Apple cancels initiative to scan your iPhone photos for child abuse material
In mid-2021, Apple announced a series of measures aimed at protecting minors who use its devices. One proposal was to scan iPhone photos for child abuse material. After more than a year of criticism, those of Cupertino have canceled their initiativeas reported The Wall Street Journal.
The news, of course, is somewhat surprising, since Apple had been firm in moving forward despite complaints from its users. It was even repetitive in making it clear that photo scanning would always happen within the device, not on external servers. However, this was not enough to calm the waters.
Now, instead of scanning iPhone photos, the company will dedicate efforts to help prevent child abuse situations through the very security of its devices and services. Craig Federighi, Apple's vice president of software, stated the following to the aforementioned medium:
"Child sexual abuse can be prevented before it happens… That is where we are putting our energy in the future."
It is for this reason that, today, Apple announced Advanced Data Protection, which is basically the expanding end-to-end encryption to almost everything you store in iCloud. Previously, the service only offered this level of security on 14 categories of data, but with this update it goes up to 23.
Among the information that will benefit from end-to-end encryption are, precisely, the photos. Also the reminders, notes, messages and even the backups of your iOS device. However, iCloud Mail, Contacts, and Calendar will remain without the aforementioned encryption, since they work together and encrypting them would break their interoperability.
Advanced Data Protection, yes, will initially be available only in the United States, while users in other countries will be able to take advantage of it at some point in 2023. Finally, you should know that end-to-end encryption will not be activated by default in the added categories. Therefore, it must be enabled manually.

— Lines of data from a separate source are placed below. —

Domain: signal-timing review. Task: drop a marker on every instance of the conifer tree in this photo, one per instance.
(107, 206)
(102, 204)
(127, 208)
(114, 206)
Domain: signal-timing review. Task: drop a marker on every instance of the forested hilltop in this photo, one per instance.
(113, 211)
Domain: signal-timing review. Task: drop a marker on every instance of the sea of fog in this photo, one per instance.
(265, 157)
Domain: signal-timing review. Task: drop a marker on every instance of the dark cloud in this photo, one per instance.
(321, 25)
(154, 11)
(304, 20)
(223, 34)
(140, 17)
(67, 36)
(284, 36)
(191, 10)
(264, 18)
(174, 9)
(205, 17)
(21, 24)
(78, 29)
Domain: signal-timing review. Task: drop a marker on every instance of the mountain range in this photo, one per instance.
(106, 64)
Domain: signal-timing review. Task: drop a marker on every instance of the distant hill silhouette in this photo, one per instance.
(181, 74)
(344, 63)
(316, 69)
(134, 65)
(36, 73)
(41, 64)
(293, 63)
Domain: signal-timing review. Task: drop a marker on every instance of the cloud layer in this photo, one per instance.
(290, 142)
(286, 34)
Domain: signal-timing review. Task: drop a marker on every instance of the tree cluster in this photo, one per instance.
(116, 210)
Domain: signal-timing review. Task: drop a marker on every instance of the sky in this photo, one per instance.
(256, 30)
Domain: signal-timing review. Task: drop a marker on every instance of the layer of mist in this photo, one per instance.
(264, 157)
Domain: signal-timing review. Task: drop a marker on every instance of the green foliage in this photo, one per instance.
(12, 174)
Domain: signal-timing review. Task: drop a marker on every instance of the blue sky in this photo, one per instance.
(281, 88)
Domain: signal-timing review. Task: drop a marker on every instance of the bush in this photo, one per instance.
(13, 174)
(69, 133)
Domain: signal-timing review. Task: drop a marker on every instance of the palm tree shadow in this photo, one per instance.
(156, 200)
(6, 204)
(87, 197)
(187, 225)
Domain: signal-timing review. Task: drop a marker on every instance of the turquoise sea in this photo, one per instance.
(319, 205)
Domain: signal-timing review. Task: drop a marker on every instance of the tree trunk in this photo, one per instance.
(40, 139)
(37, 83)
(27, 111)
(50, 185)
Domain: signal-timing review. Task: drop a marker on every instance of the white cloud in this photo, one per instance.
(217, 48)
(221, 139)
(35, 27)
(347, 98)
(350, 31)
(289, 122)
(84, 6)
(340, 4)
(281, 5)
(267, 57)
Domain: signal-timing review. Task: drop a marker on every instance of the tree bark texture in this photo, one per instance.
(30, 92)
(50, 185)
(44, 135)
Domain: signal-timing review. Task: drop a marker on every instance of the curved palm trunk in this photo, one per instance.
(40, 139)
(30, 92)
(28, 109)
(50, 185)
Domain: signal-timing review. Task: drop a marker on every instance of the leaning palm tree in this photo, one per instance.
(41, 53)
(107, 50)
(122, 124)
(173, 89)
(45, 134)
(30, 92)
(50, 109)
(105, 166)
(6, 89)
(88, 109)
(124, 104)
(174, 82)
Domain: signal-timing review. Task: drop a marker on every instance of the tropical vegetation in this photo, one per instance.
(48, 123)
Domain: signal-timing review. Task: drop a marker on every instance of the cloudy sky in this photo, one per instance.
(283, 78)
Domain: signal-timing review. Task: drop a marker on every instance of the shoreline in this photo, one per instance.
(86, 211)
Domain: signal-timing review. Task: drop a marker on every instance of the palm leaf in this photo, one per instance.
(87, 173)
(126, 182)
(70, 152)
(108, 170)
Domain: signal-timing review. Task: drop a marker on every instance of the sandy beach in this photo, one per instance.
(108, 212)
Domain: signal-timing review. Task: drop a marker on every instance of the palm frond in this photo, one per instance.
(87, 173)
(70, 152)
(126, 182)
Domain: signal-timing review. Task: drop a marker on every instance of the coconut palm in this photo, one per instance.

However, end-to-end encryption could also work against Apple in specific situations. As which? When authorities request access to device information during an investigation, for example. Nevertheless, Apple does not intend to give in even in this type of case. "Ultimately, keeping customer data secure has big implications for our overall security," Federighi said.
In the past, it has already been shown that Apple, regardless of the government authority that approaches it, will help to access the protected data of a device. You can ask the FBI, which had to resort to hackers to unlock the San Bernardino terrorist's iPhone.